Zane’s eyes widened. “No,” he protested. “Definitely
not! We’re going to the mom’s house, and there’s no way anyone died there.”

Damn. Maybe they should have had a few more
conversations about ghosts. Ghosts weren’t always tied to the place they died.
Some were, but not all of them.

“No,” Zane continued. “The problem is—the thing
is—see, what’s happened is—”

The car had slowed dramatically and Akira,
looking over Zane’s shoulder, could see the reason why. “The media found out?”
she offered Zane. “And let me guess—the kid is cute?”

Following her glance, he saw what she was looking
at. Cars. Lots of cars. And vans. The ones with satellite dishes on their
roofs. Flashing lights from police cars, people milling around, reporters
directing cameras, a crowd of neighbors, and behind it all, a driveway leading
up to a posh, Palladian suburban house with a lopsided “For Sale” sign planted
in the lush grass of the front yard.

“I’m so sorry,” Zane apologized. “If Lucas had
told me, I wouldn’t have asked you to come.”

“I’ll wait in the car,” Akira said, looking past
the crowd to the house.
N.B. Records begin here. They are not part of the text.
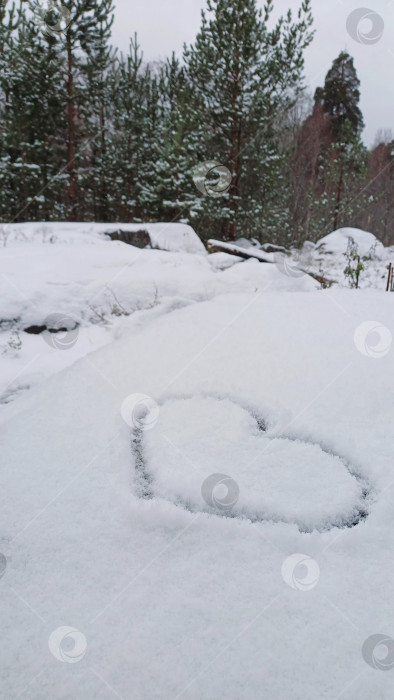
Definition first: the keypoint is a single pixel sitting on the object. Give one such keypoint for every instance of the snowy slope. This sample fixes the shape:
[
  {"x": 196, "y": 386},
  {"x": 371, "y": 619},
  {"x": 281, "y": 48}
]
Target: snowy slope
[{"x": 124, "y": 571}]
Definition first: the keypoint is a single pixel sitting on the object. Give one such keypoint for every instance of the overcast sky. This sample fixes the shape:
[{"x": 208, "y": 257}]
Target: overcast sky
[{"x": 164, "y": 25}]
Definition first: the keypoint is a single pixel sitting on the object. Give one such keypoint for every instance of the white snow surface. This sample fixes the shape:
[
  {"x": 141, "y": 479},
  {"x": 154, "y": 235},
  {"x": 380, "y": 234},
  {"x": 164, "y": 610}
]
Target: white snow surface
[
  {"x": 337, "y": 241},
  {"x": 174, "y": 237},
  {"x": 107, "y": 529}
]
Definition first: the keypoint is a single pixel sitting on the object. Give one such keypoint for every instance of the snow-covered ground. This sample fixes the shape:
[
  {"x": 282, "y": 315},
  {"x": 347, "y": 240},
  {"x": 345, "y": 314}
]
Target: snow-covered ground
[{"x": 197, "y": 476}]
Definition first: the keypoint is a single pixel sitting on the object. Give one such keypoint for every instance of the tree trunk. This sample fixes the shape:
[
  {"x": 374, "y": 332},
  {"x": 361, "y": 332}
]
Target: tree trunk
[
  {"x": 72, "y": 189},
  {"x": 339, "y": 197}
]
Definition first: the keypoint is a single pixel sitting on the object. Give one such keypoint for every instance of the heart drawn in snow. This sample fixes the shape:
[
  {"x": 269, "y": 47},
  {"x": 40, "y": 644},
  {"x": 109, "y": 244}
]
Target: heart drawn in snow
[{"x": 214, "y": 455}]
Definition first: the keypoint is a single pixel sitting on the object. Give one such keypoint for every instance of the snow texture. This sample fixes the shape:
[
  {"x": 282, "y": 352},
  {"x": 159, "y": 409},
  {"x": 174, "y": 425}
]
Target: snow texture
[{"x": 123, "y": 571}]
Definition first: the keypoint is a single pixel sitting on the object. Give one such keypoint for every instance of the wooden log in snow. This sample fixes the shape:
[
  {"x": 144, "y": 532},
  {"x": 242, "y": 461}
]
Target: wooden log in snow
[{"x": 248, "y": 253}]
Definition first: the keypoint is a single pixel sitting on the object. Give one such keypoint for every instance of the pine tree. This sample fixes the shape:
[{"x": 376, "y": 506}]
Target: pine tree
[
  {"x": 96, "y": 112},
  {"x": 33, "y": 126},
  {"x": 343, "y": 166},
  {"x": 242, "y": 75}
]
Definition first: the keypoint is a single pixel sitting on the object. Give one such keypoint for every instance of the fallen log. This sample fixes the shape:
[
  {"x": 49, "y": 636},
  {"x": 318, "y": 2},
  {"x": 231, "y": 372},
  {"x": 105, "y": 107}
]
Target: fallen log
[
  {"x": 220, "y": 247},
  {"x": 248, "y": 253}
]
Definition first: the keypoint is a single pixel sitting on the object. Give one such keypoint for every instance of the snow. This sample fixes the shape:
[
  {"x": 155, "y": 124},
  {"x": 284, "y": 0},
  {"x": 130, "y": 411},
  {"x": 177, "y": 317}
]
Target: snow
[
  {"x": 337, "y": 241},
  {"x": 174, "y": 237},
  {"x": 126, "y": 569}
]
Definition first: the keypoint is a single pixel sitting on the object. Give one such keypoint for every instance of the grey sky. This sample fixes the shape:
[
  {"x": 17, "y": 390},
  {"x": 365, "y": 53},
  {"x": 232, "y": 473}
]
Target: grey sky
[{"x": 163, "y": 26}]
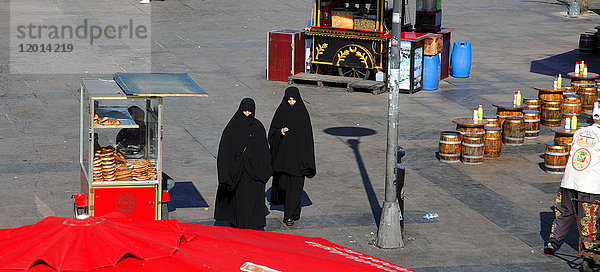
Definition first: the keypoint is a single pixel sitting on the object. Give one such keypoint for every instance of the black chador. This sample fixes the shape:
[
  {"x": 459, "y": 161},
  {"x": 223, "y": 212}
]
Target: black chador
[
  {"x": 292, "y": 153},
  {"x": 243, "y": 167}
]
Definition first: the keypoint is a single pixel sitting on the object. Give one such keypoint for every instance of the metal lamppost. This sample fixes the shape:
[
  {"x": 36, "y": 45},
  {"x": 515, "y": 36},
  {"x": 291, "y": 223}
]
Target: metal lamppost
[{"x": 390, "y": 231}]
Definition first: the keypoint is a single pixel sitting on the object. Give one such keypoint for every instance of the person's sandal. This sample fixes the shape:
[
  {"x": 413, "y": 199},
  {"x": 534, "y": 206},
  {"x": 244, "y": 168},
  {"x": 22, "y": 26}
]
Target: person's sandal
[{"x": 550, "y": 248}]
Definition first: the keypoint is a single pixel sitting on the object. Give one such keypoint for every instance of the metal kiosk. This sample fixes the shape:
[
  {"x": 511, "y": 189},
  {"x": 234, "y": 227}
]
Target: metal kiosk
[{"x": 120, "y": 143}]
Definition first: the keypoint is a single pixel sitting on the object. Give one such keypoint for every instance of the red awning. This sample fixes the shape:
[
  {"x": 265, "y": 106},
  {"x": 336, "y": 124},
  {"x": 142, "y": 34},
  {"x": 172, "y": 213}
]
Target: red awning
[{"x": 99, "y": 244}]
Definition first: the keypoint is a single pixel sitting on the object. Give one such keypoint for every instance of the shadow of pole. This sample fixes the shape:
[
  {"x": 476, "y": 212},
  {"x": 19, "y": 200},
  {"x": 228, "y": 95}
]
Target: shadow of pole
[{"x": 374, "y": 203}]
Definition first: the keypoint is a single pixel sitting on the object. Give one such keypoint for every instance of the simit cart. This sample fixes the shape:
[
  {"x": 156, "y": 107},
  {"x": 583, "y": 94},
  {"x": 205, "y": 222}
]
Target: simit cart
[{"x": 121, "y": 132}]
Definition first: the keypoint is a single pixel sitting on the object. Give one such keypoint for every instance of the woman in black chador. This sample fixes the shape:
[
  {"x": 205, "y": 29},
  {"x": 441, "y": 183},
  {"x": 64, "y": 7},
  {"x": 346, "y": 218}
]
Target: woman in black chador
[
  {"x": 292, "y": 153},
  {"x": 243, "y": 167}
]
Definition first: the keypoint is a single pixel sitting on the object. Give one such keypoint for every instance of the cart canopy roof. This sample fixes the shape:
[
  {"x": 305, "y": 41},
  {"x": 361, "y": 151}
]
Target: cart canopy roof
[{"x": 158, "y": 84}]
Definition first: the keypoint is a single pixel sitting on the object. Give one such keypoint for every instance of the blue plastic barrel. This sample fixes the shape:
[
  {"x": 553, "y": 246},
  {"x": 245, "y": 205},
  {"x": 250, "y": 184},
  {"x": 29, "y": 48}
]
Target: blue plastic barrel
[
  {"x": 431, "y": 72},
  {"x": 461, "y": 59}
]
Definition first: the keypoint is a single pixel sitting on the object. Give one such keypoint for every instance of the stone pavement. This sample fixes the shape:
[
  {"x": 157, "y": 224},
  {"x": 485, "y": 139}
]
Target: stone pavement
[{"x": 492, "y": 217}]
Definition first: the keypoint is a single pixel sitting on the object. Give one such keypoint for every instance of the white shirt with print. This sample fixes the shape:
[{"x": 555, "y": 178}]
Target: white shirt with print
[{"x": 583, "y": 167}]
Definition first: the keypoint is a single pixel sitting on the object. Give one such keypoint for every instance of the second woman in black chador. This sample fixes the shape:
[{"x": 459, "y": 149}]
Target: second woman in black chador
[
  {"x": 243, "y": 168},
  {"x": 292, "y": 153}
]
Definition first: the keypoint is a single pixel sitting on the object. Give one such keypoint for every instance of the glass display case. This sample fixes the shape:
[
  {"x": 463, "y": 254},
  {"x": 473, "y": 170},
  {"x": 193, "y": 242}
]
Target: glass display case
[{"x": 121, "y": 142}]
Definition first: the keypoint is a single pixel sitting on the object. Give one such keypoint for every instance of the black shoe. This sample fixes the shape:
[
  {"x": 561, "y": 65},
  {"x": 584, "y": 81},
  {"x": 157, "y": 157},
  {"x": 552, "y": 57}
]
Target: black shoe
[{"x": 550, "y": 248}]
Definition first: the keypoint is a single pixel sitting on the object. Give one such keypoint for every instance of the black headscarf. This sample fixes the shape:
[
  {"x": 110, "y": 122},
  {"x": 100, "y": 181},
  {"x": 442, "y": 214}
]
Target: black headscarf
[
  {"x": 243, "y": 147},
  {"x": 294, "y": 152}
]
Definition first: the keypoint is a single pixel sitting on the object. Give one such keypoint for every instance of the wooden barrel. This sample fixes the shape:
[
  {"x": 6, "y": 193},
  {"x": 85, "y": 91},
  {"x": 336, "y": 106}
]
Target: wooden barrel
[
  {"x": 551, "y": 113},
  {"x": 563, "y": 139},
  {"x": 513, "y": 131},
  {"x": 470, "y": 130},
  {"x": 555, "y": 158},
  {"x": 571, "y": 105},
  {"x": 532, "y": 123},
  {"x": 588, "y": 96},
  {"x": 472, "y": 149},
  {"x": 586, "y": 42},
  {"x": 449, "y": 148},
  {"x": 569, "y": 89},
  {"x": 549, "y": 96},
  {"x": 576, "y": 85},
  {"x": 533, "y": 103},
  {"x": 492, "y": 142},
  {"x": 504, "y": 113},
  {"x": 492, "y": 121}
]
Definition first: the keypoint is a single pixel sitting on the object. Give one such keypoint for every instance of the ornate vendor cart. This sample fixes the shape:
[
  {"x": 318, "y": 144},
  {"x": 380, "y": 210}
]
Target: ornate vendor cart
[
  {"x": 351, "y": 36},
  {"x": 121, "y": 131}
]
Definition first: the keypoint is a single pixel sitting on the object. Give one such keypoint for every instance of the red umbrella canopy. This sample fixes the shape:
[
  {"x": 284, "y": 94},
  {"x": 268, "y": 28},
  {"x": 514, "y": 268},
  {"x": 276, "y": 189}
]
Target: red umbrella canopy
[{"x": 103, "y": 244}]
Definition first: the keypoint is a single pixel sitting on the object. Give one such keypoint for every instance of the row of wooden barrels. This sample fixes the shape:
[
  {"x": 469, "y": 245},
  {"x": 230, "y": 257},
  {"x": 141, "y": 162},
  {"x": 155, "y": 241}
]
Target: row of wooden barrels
[
  {"x": 555, "y": 107},
  {"x": 469, "y": 144}
]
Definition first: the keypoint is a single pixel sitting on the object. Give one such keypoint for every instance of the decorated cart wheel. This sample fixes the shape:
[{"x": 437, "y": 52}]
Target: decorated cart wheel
[{"x": 354, "y": 72}]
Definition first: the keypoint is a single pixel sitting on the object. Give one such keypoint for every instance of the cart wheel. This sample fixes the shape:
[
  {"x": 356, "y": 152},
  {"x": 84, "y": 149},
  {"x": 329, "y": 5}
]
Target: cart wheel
[
  {"x": 354, "y": 72},
  {"x": 589, "y": 264}
]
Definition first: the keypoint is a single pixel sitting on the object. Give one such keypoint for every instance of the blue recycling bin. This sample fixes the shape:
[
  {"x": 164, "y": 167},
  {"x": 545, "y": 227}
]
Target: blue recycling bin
[
  {"x": 431, "y": 72},
  {"x": 461, "y": 59}
]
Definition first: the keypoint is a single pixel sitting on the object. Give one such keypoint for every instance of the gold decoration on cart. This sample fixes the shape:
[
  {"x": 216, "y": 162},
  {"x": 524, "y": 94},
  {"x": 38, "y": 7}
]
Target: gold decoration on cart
[
  {"x": 342, "y": 56},
  {"x": 320, "y": 50},
  {"x": 359, "y": 51},
  {"x": 363, "y": 58}
]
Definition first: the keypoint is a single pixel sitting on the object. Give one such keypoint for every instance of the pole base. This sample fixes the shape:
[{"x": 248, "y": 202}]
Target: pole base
[{"x": 390, "y": 233}]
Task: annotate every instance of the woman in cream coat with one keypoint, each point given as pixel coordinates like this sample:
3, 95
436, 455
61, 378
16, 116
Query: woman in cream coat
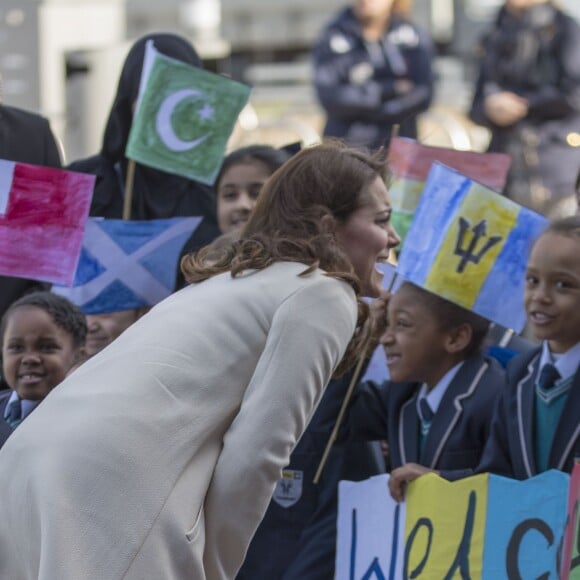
158, 457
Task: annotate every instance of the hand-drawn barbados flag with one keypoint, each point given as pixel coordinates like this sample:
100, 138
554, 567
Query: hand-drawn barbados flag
410, 163
470, 245
127, 264
184, 117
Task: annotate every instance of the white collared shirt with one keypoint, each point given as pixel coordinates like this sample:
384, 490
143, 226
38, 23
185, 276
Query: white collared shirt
435, 395
27, 406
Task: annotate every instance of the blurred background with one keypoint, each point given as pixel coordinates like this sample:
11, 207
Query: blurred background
62, 58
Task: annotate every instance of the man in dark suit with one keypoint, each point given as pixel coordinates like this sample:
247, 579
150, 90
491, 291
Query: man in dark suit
25, 137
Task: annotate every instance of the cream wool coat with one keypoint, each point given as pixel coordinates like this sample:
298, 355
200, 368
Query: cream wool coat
157, 458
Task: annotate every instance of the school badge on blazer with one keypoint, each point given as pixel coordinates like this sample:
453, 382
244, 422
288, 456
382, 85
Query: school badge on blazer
289, 488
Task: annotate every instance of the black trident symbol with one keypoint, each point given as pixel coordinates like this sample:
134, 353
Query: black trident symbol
469, 255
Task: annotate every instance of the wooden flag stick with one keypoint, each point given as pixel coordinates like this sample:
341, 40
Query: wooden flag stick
506, 337
345, 402
128, 200
343, 408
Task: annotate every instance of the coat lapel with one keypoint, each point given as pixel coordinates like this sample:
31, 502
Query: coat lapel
408, 434
568, 430
450, 409
525, 393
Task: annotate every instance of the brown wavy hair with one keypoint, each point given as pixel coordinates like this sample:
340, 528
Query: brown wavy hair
330, 179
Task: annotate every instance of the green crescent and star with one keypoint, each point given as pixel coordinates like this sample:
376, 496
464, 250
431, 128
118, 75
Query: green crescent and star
184, 119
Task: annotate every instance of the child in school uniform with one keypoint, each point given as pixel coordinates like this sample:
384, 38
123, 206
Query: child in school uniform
536, 425
436, 409
42, 336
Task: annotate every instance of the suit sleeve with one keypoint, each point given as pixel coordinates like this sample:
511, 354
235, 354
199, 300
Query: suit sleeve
367, 416
308, 336
50, 148
496, 454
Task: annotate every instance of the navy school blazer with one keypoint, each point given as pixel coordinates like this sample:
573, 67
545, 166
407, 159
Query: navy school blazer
459, 429
510, 449
5, 429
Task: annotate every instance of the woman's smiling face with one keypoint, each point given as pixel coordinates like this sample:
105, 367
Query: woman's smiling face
367, 236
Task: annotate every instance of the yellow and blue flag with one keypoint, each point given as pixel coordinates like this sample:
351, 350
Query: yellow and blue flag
470, 245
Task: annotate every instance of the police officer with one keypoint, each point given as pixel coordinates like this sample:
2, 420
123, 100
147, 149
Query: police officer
373, 70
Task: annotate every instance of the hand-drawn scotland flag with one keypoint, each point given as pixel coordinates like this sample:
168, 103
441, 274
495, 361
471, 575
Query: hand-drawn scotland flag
184, 118
470, 245
127, 264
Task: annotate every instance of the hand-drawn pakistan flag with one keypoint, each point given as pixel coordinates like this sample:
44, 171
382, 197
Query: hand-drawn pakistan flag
184, 118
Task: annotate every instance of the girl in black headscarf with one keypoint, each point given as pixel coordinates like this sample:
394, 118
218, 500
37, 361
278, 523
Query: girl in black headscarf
156, 194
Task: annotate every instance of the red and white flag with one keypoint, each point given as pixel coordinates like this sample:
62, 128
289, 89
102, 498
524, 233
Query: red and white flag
43, 213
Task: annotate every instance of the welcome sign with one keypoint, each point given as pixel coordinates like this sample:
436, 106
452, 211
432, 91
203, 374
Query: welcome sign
483, 527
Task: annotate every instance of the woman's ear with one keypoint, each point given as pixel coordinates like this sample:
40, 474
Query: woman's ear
458, 338
328, 224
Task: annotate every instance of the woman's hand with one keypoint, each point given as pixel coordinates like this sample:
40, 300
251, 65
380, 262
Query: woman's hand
401, 476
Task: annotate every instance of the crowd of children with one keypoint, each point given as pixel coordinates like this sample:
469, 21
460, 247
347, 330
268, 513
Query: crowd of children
448, 406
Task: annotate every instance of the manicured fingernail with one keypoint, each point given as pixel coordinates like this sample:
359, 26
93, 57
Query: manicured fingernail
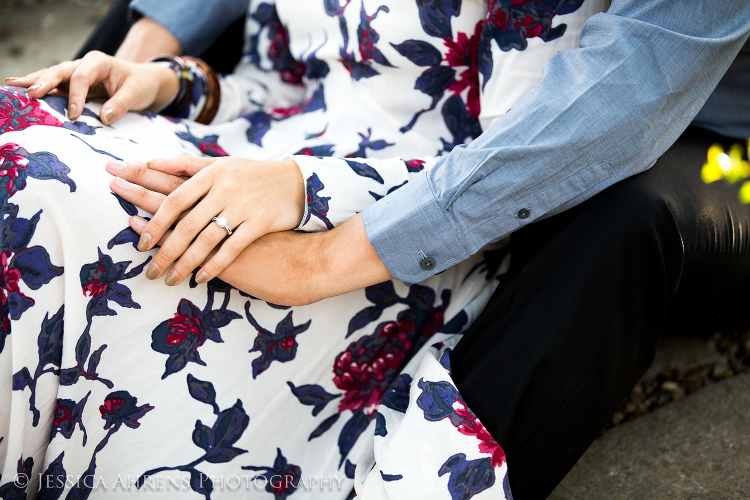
145, 243
108, 116
172, 278
122, 183
148, 163
140, 222
152, 271
116, 165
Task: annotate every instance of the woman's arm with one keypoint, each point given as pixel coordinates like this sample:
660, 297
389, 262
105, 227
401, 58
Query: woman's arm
123, 85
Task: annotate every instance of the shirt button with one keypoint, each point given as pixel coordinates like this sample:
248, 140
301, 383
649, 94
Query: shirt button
428, 264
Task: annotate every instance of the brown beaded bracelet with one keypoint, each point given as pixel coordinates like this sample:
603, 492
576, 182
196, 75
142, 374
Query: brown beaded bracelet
213, 91
181, 100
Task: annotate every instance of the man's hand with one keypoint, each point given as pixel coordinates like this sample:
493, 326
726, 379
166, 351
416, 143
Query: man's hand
292, 268
255, 197
146, 39
289, 267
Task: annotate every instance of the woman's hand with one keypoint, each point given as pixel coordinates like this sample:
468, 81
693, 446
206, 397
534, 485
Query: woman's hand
187, 192
124, 85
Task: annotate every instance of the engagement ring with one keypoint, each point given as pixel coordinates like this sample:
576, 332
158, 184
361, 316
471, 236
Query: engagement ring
223, 222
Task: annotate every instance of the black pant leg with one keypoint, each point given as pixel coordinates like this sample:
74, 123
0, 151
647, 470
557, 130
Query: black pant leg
110, 31
223, 55
574, 324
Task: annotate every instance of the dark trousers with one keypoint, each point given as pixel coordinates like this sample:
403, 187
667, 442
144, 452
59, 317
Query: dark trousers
107, 36
574, 324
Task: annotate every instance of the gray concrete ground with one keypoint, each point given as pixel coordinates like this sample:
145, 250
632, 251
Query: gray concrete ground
39, 35
695, 448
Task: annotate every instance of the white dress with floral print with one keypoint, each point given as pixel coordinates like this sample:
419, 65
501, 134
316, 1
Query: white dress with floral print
114, 386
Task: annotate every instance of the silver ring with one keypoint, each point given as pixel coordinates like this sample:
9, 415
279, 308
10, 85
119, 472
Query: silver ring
222, 222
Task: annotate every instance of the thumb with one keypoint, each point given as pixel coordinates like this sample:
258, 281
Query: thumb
128, 96
184, 165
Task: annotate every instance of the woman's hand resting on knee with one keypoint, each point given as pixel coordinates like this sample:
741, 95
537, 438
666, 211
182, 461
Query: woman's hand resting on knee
123, 85
186, 193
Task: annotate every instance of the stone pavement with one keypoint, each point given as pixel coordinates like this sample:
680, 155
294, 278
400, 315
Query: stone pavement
694, 448
40, 35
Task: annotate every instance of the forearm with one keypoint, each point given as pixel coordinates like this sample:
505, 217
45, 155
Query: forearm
293, 268
602, 112
146, 39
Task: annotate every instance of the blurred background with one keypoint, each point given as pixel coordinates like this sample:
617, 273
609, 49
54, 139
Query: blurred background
35, 34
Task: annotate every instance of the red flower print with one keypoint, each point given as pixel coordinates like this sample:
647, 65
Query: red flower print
12, 170
19, 111
182, 325
463, 52
96, 286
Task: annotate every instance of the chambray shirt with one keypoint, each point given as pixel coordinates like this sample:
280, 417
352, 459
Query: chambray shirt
195, 23
603, 112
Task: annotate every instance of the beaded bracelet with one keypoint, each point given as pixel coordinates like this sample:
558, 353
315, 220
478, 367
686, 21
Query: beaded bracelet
177, 105
199, 93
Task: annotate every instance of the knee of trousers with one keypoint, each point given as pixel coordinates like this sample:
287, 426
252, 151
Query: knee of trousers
632, 225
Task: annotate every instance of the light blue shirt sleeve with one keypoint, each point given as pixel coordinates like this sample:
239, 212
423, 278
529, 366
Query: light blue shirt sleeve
603, 112
195, 23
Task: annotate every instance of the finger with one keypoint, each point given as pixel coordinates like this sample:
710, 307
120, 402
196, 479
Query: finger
139, 173
93, 68
129, 96
139, 196
51, 78
245, 234
25, 81
207, 241
178, 201
138, 224
181, 164
186, 230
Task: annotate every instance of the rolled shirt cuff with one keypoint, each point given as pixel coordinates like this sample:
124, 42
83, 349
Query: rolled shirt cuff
411, 233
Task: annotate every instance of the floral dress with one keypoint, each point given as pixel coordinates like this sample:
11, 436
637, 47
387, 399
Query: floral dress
112, 385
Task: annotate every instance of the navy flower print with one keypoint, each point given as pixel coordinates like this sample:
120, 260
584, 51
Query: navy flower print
280, 345
120, 408
282, 478
511, 22
180, 336
67, 415
216, 441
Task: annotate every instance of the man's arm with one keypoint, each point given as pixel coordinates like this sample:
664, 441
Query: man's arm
603, 112
295, 268
193, 24
147, 38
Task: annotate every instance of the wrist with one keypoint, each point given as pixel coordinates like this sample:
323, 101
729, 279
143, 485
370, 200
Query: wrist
299, 195
145, 39
169, 86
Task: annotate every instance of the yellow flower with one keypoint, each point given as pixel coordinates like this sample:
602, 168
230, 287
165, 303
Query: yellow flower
721, 165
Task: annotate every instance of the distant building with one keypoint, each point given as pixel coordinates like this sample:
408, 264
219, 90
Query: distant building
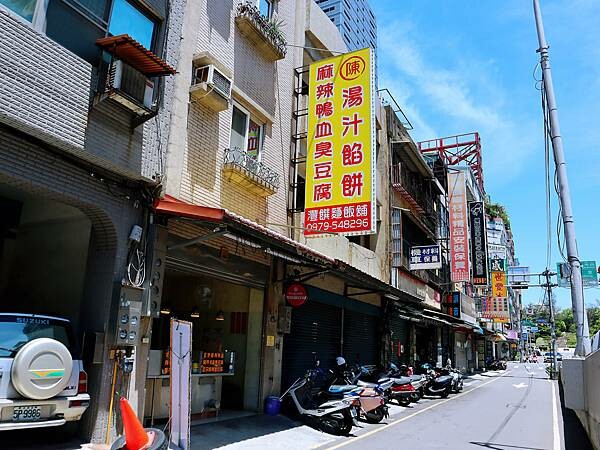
355, 20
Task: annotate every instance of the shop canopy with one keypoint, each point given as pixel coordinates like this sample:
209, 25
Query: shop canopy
275, 244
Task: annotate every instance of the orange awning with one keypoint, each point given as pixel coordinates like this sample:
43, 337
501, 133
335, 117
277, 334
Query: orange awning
136, 55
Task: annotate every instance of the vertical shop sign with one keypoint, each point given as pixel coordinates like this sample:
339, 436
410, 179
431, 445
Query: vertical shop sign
459, 241
340, 164
181, 393
499, 284
478, 242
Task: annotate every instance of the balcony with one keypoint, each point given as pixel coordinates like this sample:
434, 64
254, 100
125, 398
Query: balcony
247, 172
414, 190
265, 33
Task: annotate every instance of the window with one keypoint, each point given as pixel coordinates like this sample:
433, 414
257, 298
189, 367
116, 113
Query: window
266, 7
127, 19
31, 10
247, 133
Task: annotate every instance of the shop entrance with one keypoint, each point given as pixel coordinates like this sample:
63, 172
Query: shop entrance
226, 344
426, 341
43, 256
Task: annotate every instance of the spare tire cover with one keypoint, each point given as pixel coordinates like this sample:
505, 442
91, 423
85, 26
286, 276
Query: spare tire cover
41, 369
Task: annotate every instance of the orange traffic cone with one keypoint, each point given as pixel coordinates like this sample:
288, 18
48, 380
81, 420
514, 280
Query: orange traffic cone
135, 436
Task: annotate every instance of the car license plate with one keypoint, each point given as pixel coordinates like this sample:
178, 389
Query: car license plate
26, 413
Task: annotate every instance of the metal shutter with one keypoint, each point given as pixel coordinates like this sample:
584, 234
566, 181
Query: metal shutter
316, 328
400, 335
360, 337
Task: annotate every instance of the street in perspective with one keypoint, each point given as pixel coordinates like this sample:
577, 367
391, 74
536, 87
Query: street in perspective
299, 224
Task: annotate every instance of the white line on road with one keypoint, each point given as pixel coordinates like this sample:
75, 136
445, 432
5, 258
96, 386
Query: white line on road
370, 433
555, 418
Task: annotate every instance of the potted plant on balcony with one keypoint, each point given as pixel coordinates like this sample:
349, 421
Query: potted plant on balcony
266, 33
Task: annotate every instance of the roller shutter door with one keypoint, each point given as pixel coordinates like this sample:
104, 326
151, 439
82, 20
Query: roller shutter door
315, 328
361, 337
400, 336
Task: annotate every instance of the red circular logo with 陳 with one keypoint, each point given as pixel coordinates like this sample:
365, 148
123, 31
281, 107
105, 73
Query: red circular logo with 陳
296, 295
352, 68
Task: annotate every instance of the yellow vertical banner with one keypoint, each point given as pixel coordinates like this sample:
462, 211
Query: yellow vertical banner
499, 284
340, 163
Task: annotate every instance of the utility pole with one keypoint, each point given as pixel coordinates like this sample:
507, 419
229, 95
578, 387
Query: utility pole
583, 333
549, 287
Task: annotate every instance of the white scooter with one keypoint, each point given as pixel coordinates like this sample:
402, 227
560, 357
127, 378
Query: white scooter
331, 416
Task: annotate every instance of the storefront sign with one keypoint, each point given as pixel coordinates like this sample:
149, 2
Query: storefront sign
467, 309
459, 241
340, 165
181, 393
496, 251
453, 305
498, 284
589, 274
478, 242
425, 257
296, 295
495, 308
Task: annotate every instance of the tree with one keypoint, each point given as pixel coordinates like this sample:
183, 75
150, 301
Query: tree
594, 319
566, 317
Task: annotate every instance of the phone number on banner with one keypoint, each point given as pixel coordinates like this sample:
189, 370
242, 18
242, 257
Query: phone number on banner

It was definitely haunted. She could see the shimmers
of energy, almost like a color change in the air near the door of the house. It
wasn’t just a ghost, it was a fresh ghost with a lot of power. Maybe a desperate
ghost. That made it dangerous for her.

“I’m sorry, ma’am.” The driver, in the front
seat, had been listening to the conversation. “I’m only supposed to drop you
off. The other Mr. Latimer will be driving you back to the airport. I’ve got to
get back to work.”

“Can you take her back to the airport first?” Zane
interjected.

“No can-do, sorry.” The driver’s words were firm.

Zane looked at Akira. “Do you want to wait
outside? I can find Lucas, and make him arrange for another car.”

Akira looked at the crowds of newspeople, already
eagerly motioning toward their car. “Oh, that’s just a thrilling idea,” she
said bitterly.

“I’m sorry,” Zane repeated, but a little less
apologetically than he had the first time. “If I had known, I wouldn’t have
brought you. But I didn’t. This should only take a few minutes.”

A few minutes. Depending on how perceptive the
ghost was, that could be bad. But Akira looked at Zane’s face, his expression
anxious but firm, and knew that he hadn’t lied to her. He didn’t understand the
risks, but he hadn’t lied.

“I’ll come inside,” she said. They’d have a long
talk after this. She’d tell him some of what she knew about ghosts. After that,
if past experience held true, she probably wouldn’t be sleeping with him again.

Damn.

Today was turning into a day when she should have
stayed in bed.

CHAPTER TEN

 

Lucas was an older, tougher, more heavily
muscled, more serious version of Zane. They were clearly brothers, but on
Lucas, the charm held an edge of danger.

Akira managed not to glare at him, simply smiling
tightly as they were introduced. Inwardly, though, she was thinking,
Asshole
.
Damn him for putting her in this situation.